— Ее зовут Марьям, — встрял Керим. — Она — рабыня Хасана. Из пустыни.
— Я не рабыня!
— Ну да. Не рабыня. А меня, значит, Аллах наградил гаремом на полсотни душ. И я к ним вхожу каждую ночь по два раза. — Евнух усмехнулся краешком рта. — Так ты говоришь, Рошан, что волноваться нет причины?
— Воистину так. Это гепард из гепардов, без подвоха. — Видя недоверие на лице Керима, он добавил: — Ну сам подумай, уважаемый: от леопарда ты бы ушел впополам. Он бы тебе не палец — голову по колено откусил бы. Но откушенные руки и ломанные хребты даже Ибн Сина не лечил.
— А злокозненные мыши?..
Тут Марьям начала хохотать. Она сразу поняла беспокойство казначея. Евнух обиделся.
— Ишь, женщина, — пробормотал он, задом пятясь к двери. — Пороли тебя в детстве мало. — И, уже выходя, добавил: — Рошан, уговор наш… Э?
— Помню, помню, — отмахнулся тот. — Пока рука не заживет, останусь в Манбидже.
— Слава Аллаху!
Керим ушел с неподобающей торопливостью. Вельможи не любят, когда над ними смеются. Рошан же остался: коли живешь где-то, стоит побольше узнать об этом месте.
Девушка, запросто обнимающая гепарда, его заинтересовала. Да и следы слез на щеках… Проклят будет тот, кто оставит женщину в беде, даже не попытавшись помочь!
— Скажи, Марьям, — спросил он, — не тебя ли я видел два года назад в пустыне возле Харрана? За тобой еще ходил выводок дроф?
Девушка встрепенулась:
— А ты — тот самый гебр? Защитник Городов?
— Тс-с! — Рошан огляделся. — Об этом лучше помалкивать. Целее буду.

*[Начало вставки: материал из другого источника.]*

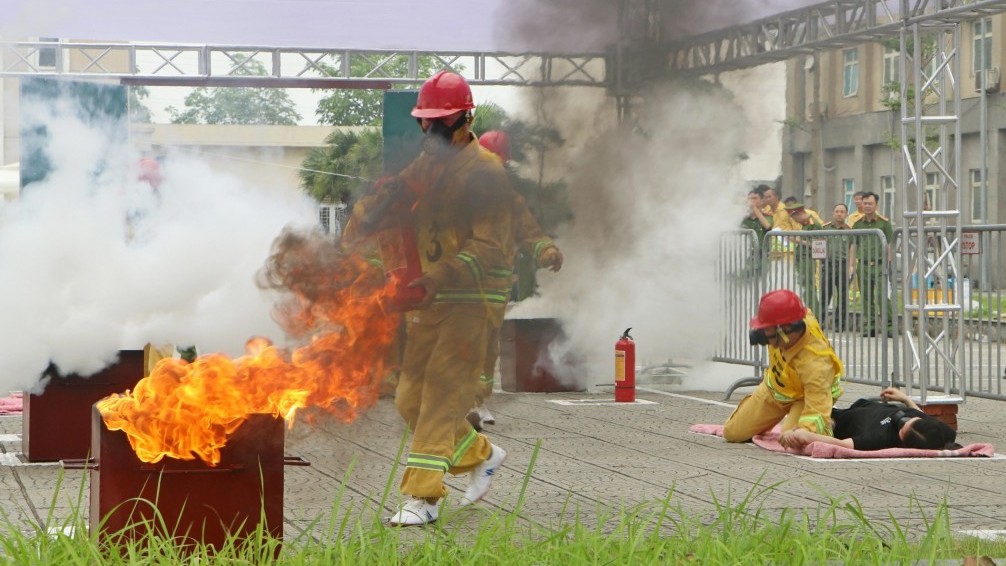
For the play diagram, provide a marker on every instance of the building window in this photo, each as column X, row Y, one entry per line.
column 978, row 196
column 849, row 189
column 47, row 54
column 982, row 46
column 850, row 76
column 887, row 194
column 932, row 184
column 891, row 64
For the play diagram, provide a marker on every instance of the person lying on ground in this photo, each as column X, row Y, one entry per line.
column 873, row 425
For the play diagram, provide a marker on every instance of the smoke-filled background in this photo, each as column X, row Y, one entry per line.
column 590, row 25
column 650, row 198
column 649, row 201
column 95, row 262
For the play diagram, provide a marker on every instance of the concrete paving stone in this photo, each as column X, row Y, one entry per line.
column 593, row 460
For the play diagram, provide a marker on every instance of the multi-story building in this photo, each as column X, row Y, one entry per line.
column 842, row 132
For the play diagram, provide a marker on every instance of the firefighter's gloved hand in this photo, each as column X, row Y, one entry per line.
column 429, row 289
column 551, row 258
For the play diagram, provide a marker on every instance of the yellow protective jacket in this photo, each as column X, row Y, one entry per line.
column 808, row 370
column 462, row 216
column 527, row 234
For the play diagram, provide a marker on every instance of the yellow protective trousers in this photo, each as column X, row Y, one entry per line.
column 445, row 355
column 760, row 411
column 488, row 376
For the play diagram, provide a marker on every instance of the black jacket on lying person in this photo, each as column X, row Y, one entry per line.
column 873, row 425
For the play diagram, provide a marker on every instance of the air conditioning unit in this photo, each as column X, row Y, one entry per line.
column 331, row 218
column 987, row 80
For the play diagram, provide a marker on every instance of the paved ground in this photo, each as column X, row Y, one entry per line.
column 590, row 454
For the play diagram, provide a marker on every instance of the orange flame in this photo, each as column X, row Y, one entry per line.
column 187, row 410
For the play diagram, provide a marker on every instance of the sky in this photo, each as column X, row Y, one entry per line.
column 641, row 193
column 565, row 25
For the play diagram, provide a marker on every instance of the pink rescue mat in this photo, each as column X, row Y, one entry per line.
column 770, row 441
column 11, row 404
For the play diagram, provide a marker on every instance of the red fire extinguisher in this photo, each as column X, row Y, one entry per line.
column 405, row 298
column 625, row 369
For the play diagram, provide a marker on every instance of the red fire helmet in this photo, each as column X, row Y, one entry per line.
column 496, row 142
column 779, row 308
column 443, row 95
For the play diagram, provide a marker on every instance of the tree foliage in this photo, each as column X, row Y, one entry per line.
column 237, row 105
column 139, row 113
column 344, row 107
column 342, row 169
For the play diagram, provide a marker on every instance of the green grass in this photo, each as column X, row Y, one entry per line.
column 739, row 531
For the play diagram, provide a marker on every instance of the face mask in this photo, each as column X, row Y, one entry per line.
column 440, row 136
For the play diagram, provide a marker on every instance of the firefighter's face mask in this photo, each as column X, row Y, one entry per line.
column 440, row 132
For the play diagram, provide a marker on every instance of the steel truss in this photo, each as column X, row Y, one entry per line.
column 222, row 65
column 824, row 26
column 931, row 142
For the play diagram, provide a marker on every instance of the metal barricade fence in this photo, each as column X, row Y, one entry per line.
column 982, row 276
column 844, row 276
column 740, row 273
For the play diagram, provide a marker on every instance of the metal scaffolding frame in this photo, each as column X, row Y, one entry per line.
column 227, row 65
column 931, row 142
column 931, row 106
column 824, row 26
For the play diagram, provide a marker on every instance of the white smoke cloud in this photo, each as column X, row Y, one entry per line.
column 79, row 282
column 649, row 206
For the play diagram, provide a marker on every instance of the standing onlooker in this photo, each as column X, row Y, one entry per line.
column 760, row 222
column 459, row 200
column 757, row 219
column 835, row 271
column 803, row 259
column 871, row 259
column 857, row 199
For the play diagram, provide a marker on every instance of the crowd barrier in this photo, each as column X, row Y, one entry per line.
column 854, row 286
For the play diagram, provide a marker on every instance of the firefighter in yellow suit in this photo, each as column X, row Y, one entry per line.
column 802, row 381
column 529, row 238
column 459, row 199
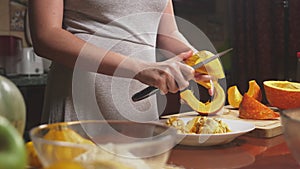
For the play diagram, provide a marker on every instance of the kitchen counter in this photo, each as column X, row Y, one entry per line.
column 245, row 152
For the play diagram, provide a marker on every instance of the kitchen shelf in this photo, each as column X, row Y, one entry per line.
column 29, row 80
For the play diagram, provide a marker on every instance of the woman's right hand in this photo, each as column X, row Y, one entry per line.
column 171, row 75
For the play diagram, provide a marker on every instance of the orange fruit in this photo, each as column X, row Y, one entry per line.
column 251, row 108
column 283, row 94
column 234, row 96
column 65, row 165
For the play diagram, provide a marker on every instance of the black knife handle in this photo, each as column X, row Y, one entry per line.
column 144, row 93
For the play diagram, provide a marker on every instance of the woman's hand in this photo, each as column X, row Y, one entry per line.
column 169, row 76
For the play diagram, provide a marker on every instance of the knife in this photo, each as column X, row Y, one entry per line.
column 149, row 91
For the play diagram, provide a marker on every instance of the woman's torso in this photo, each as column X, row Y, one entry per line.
column 124, row 26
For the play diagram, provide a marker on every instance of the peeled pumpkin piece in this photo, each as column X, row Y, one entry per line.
column 65, row 134
column 205, row 108
column 254, row 90
column 213, row 68
column 235, row 97
column 251, row 108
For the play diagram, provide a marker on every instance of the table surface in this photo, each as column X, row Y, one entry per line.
column 244, row 152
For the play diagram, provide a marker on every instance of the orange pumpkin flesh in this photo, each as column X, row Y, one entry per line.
column 205, row 108
column 213, row 68
column 235, row 97
column 254, row 90
column 251, row 108
column 283, row 94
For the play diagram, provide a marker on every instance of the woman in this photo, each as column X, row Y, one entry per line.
column 116, row 40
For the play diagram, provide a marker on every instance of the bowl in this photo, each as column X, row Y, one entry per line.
column 96, row 144
column 290, row 120
column 282, row 94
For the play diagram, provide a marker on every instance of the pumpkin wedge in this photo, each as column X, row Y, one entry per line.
column 251, row 108
column 235, row 97
column 213, row 68
column 254, row 90
column 207, row 108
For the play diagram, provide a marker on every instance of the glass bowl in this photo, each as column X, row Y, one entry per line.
column 290, row 120
column 115, row 144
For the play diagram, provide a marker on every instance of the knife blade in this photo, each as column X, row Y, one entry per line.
column 149, row 91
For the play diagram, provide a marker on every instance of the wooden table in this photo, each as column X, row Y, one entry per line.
column 245, row 152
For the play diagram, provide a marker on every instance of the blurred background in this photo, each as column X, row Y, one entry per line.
column 264, row 34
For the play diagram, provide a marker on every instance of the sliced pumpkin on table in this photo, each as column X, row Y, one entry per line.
column 213, row 68
column 251, row 108
column 235, row 97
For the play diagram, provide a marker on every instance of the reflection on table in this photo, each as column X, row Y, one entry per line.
column 245, row 152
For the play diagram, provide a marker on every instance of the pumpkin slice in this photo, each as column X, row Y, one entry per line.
column 283, row 94
column 234, row 96
column 254, row 90
column 205, row 108
column 213, row 68
column 251, row 108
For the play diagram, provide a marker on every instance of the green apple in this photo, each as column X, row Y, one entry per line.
column 12, row 148
column 12, row 104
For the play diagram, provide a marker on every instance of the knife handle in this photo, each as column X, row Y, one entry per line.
column 149, row 91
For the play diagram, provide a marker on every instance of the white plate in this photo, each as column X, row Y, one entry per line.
column 237, row 128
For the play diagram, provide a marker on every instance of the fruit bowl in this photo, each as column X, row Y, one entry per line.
column 290, row 120
column 104, row 144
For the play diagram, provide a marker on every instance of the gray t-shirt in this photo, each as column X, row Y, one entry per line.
column 124, row 26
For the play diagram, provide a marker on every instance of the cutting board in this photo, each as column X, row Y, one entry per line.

— Ой, прости, Рошан! — Она зажала себе рот ладонью. — Я глупая, да?..
— Ничего. Я тоже дурак дураком, а до своих лет дожил.
Гепард завозился, зевнул. Мол, секреты у вас, не буду подслушивать. Он нетерпеливо высвободился из объятий Марьям и пошел исследовать содержимое миски. Девушка не стала его удерживать.
— Рассказывай. Как ты попала сюда?
— Это долгая история.
…В начале года Хасан ездил в Харран. Эмир Балак призвал его — поболтать о том о сём. О халве, шербете, красоте черкешенок-невольниц. Так все полагают. О чем же на самом деле разговаривали властители городов, Хасан предпочитал не распространяться. Но после беседы этой он стал задумчив и молчалив, переносицу пересекла тревожная складка.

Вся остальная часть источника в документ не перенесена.